平然と球場を出入りする「反社」が選手をボコボコに…プロ野球選手会は八百長防止をきっかけに発足した
歌舞伎に「浜の真砂は尽きるとも世に盗人の種は尽きまじ」の名セリフがある。大悪党で釜ゆでの刑に処された石川五右衛門の辞世の句だが、プロ野球の世界でも悪さはいまだに生きている。
選手会は「八百長」(敗退行為)の防止をきっかけに発足した歴史を持つ。太平洋戦争が終わり、プロ野球が復活した1946年のことだ。
この頃、今でいう反社の人物が平然として球場に出入りしていた。そこで選手を脅かし、殴ったりするなど異常な状態にあった。八百長試合に失敗した選手への“お礼参り”だった。
戦禍のあとの日本はその日暮らしだったが、プロ野球選手も多くは貧しく、生活のために野球を売った。南海のプレーイングマネジャー山本一人(のち鶴岡)などは、二塁から不可解なプレーを確認しやすい一塁にポジションを移したという。婦人警官に疑惑の選手を尾行するよう頼んだ球団もあった。
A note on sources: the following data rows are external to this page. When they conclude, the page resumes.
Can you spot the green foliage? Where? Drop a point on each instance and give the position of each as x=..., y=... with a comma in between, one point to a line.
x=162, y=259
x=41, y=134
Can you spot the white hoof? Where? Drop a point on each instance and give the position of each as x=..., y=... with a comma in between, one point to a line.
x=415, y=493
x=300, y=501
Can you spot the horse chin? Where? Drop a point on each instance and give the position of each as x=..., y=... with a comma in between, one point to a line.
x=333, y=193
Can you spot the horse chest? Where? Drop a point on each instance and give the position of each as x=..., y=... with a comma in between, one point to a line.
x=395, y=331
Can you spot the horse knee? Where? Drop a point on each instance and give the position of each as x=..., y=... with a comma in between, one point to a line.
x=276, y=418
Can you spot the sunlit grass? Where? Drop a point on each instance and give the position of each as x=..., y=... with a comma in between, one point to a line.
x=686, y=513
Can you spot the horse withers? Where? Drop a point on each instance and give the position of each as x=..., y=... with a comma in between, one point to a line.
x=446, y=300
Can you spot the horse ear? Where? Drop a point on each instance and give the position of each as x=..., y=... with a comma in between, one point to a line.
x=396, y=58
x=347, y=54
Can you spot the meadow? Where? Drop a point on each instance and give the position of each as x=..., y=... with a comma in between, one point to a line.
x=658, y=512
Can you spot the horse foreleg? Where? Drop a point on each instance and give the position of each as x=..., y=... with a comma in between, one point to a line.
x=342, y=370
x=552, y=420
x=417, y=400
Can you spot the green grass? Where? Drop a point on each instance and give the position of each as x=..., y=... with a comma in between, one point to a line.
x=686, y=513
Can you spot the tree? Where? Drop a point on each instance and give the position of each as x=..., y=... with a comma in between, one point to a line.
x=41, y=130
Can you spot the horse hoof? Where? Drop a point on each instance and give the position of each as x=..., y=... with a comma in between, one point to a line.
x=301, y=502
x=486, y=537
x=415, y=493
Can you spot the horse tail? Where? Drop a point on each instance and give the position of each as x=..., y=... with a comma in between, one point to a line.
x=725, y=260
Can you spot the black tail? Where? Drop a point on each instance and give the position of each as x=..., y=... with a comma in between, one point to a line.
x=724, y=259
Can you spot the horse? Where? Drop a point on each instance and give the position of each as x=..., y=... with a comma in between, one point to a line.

「これでは未来のプロ野球はない」と、各チームの主力が集まった。
巨人の川上哲治と千葉茂、阪神の若林忠志と藤村富美男、南海の鶴岡、阪急の青田昇と野口二郎、中日の杉浦清ら錚々(そうそう)たるメンバーだった。ここで選手会の発足が決まり「八百長選手は除名」などの規則を取り入れた。昭和の改革だった。